NBN Tasmania has awarded Corning Cable Systems its second deal to supply the state's fibre optic cable to connect around 5000 homes by mid-2010 under the $38 million initial phase of the project.

Corning, which recently launched its fibre manufacturing plant in Clayton, Victoria, has sealed its second deal with NBN Tasmania under a contract with Aurora Energy, NBN Tasmania's construction partner. Corning was also selected in October to supply backhaul cables (see image) and was the cable supplier to Tasmania's test fibre to the home network, TasColt, built by Aurora Energy in 2005.

The first leg of the roll-out

The first leg of the roll-out.
(Credit: NBN Tasmania)

NBN Tasmania's parent, government-owned wholesale only telco, NBN Co, has also revealed via its interim website that the total cost of the initial phase of the Tasmanian project will be $38 million. The Tasmanian and Federal governments have kept quiet on the cost of the Tasmanian build; however, estimates for its total cost have ranged between $500 million to $700 million.

Minister for Communications Stephen Conroy was in Melbourne today to announce the Corning win, which will see fibre delivered to 5000 select households under Stage 1 of the roll-out. The total fibre roll-out will cover 200,000 households, while the remaining 10 per cent of the state will rely on wireless or satellite connections.

"Under this new contract, work will begin to connect the first homes and deliver services in Smithton, Scottsdale and Midway Point by mid-2010," said Conroy.

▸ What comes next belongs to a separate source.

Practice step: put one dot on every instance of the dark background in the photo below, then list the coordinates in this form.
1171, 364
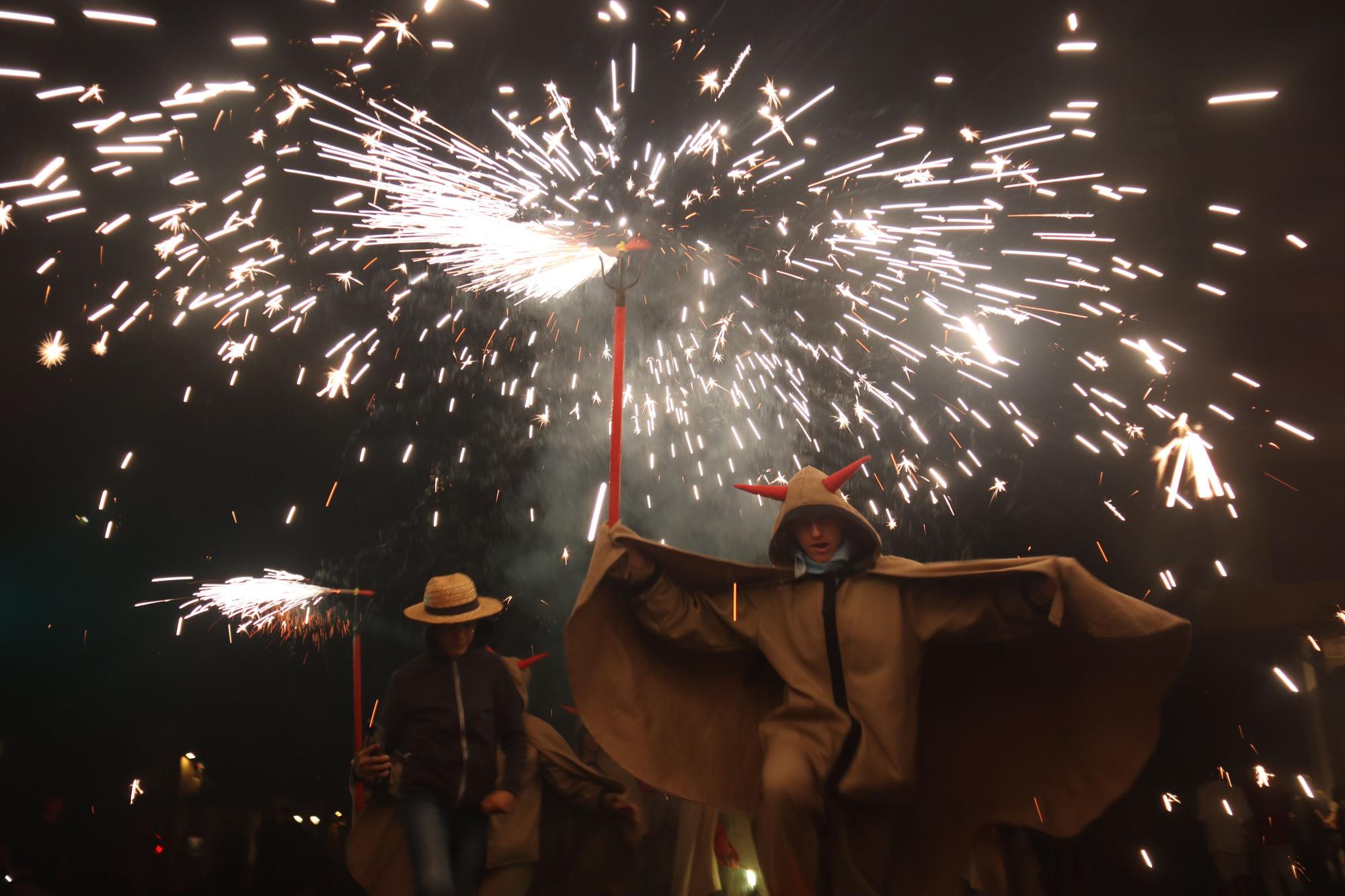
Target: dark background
99, 693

NBN Tasmania and Aurora Energy are now planning for Stage 2 of the roll-out, which will see the fibre network extended to Sorell, Deloraine, George Town, St Helens, Triabunna, Kingston Beach and South Hobart. The towns selected for early deployment are on or near the state's existing backhaul networks, currently used by government and utilities.

Andrew Connor, spokesperson for consumer action group, Digital Tasmania, said Tasmania now needs to be shown real world examples of what will be possible with such a network. "What we need now is for the government to show some real world examples such as showing an X-ray at a remote place... [In Tasmania] we can often afford the equipment, but keeping medical staff in rural areas can be difficult."

Last week Aurora Energy's general manager of strategy Martin Wallace said it would factor in rising sea levels to its construction plans.